Furnival looked surprised. "I thought you would have heard, sir. Sir Anthony Carew's little boy. They telegraphed to London for a specialist an hour ago."

"What?" Stephen looked at him in consternation. "It must be terribly sudden. I saw him last night, he was all right then."

"Children are like that," the inspector observed philosophically.

Stephen hardly heard the conclusion of the sentence. He looked at his watch.

"You will forgive me, inspector, I must go over and see how the boy is."

The inspector stood up and buttoned his coat. "I must be getting back too, sir. There may be some news waiting for me. If you will be so good as to give me a lift, I shall be greatly obliged."

"Delighted, I'm sure," said Crasster cordially. "Though I wish you would stay, inspector."

"Not to-day thank you, sir."

It was a drive of nine miles from Talgarth to Heron's Carew, but Stephen's powerful car made short work of the distance. The night was dark and threatening. The air was sultry and heavy with the weight that presages the coming of the storm, To Stephen it seemed prophetic; the very elements were in sympathy with his mood, with the tragedy that overhung Heron's Carew. He put the inspector down at the Carew Arms and drove on to Heron's Carew. As he passed the Dower House he caught sight of a white figure leaning against the gate. With a quick exclamation he stopped the car and sprang out. "Peggy, what are you doing here?"

"Waiting for Dr. Bennett." The girl let him take her cold hand in his; she looked at him with dull, uncomprehending eyes. "Paul is ill, you know, they say he is dying. They—Judith—sent me to tell Mother, because she always loved him, and the shock has made her quite ill, so ill that I can't leave her and go back to Heron's Carew. So I came down here to watch for Dr. Bennett to ask him—"

"You poor child," Stephen said tenderly. "Let me take you back to the house, Peggy. I will go up to Heron's Carew and bring you back word how he is."

She let him draw her arm through his and lead her up the drive. She shivered, her fingers clung more closely to Stephen's arm.

"I—I am frightened, Stephen," she whispered.

He looked down at her with a smile. "Of what, Peggy?"

She gave a little hoarse sob. "Of—of everything."

"Of everything. Nonsense!" Stephen spoke in a tone of calm authority. "Paul's illness has upset you, of course."

Presently, there rose the low rumbling of distant thunder.

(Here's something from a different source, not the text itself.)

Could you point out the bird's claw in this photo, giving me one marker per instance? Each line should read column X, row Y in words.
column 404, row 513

"There!" Peggy caught her breath. "It is coming. I can feel it. And—and—" She drew Stephen onward quickly. She looked up at him with big, fear-laden eyes; her lips trembled; the hand lying on his arm shook as if with ague. "I have helped to bring trouble. What shall I do, Stephen? What shall I do?"

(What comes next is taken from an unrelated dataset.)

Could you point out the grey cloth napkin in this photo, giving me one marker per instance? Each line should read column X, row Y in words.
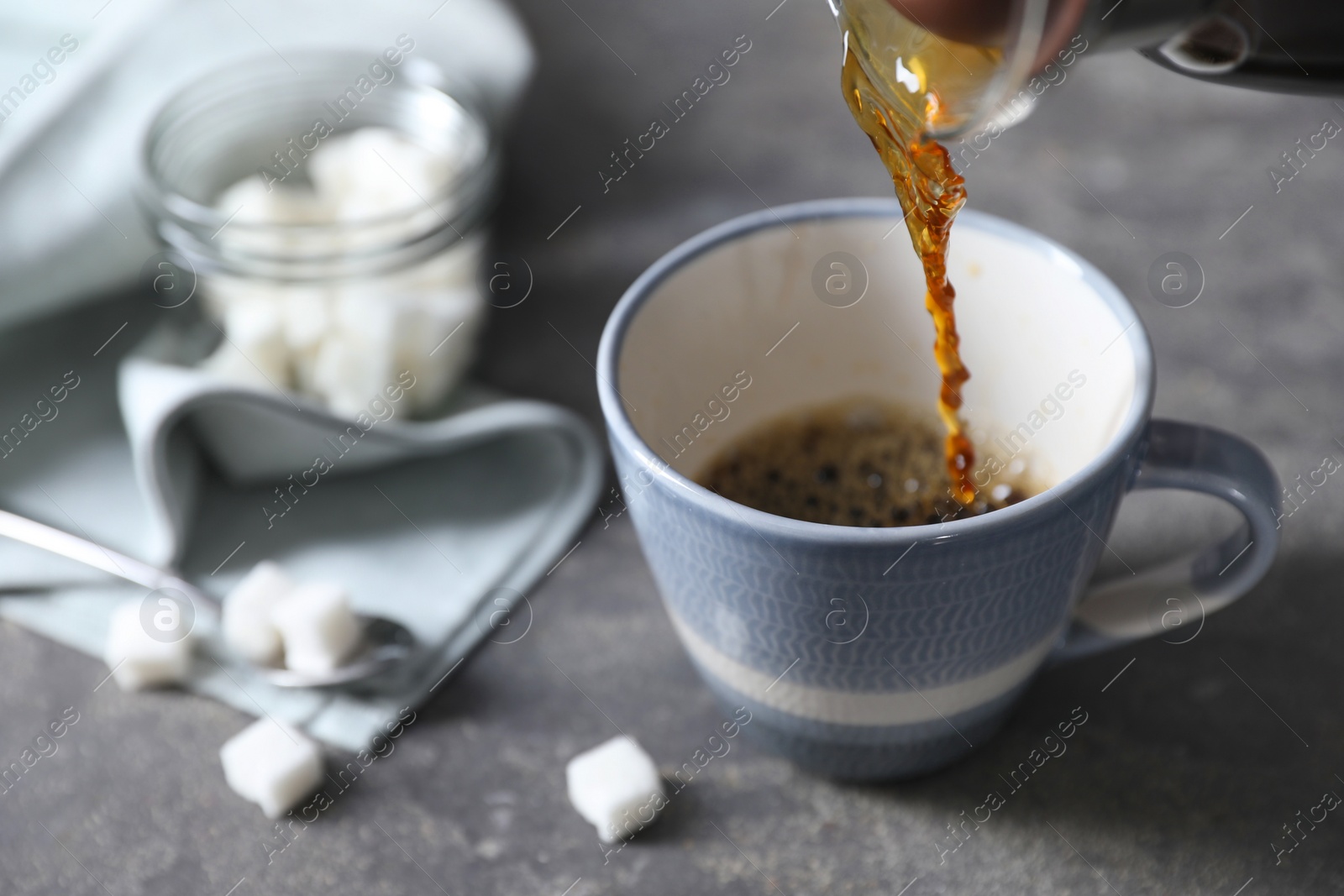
column 71, row 150
column 441, row 526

Inside the hall Crasster stopped determinedly. "You are overwrought, tired out, Peggy. And there is thunder in the air. It upsets many people. Promise me you will put these fears aside, and to-morrow, when Paul is better—"

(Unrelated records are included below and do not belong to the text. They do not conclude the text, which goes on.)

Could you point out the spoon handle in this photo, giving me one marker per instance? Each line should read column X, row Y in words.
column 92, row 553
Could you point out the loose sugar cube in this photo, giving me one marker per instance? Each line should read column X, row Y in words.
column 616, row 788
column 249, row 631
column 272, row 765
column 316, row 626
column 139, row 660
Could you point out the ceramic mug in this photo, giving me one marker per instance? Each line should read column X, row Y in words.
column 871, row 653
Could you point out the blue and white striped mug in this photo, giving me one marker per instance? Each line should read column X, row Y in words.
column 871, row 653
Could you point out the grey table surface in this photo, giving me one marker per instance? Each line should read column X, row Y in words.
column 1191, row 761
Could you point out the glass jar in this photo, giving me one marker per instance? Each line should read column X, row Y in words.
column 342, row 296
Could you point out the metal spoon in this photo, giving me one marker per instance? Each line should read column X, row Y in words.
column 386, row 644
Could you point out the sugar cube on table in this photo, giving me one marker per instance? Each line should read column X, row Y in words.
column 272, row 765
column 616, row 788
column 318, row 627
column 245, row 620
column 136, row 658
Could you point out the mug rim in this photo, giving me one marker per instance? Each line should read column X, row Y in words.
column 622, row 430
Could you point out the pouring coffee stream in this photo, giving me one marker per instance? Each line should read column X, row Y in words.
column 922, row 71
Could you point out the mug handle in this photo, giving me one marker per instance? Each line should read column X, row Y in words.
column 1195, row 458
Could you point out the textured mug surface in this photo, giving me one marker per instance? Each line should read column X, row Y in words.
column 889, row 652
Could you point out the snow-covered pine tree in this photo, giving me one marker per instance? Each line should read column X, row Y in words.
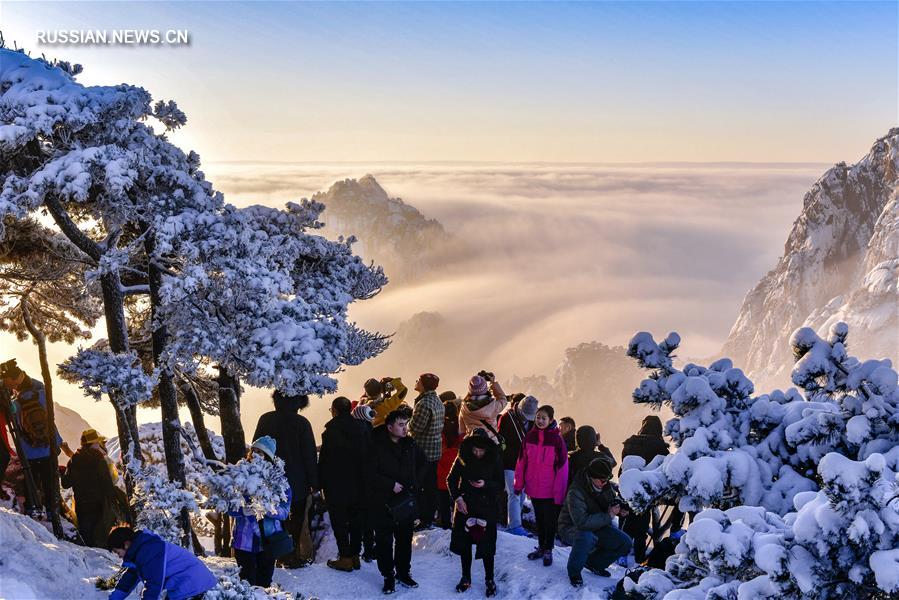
column 42, row 296
column 820, row 517
column 70, row 150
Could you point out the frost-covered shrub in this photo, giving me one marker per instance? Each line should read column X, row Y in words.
column 158, row 502
column 799, row 489
column 258, row 485
column 100, row 372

Peggy had dropped his arm now. She stood apart, her white face lifted to the sky. To his last sentence she apparently paid no heed at all.

"There are other things in the air to-night as well as thunder," she said breathlessly. "There is trouble and treachery and—and worse. It is terrible not to know, to wait here and imagine the horrors the darkness hides. Oh, Stephen, when shall we—"

A forked, zigzag tongue of blue flame seemed to shoot right between them, almost simultaneously the thunder broke overhead, and pealed and reverberated around.

With a despairing cry Peggy turned and rushed into the house.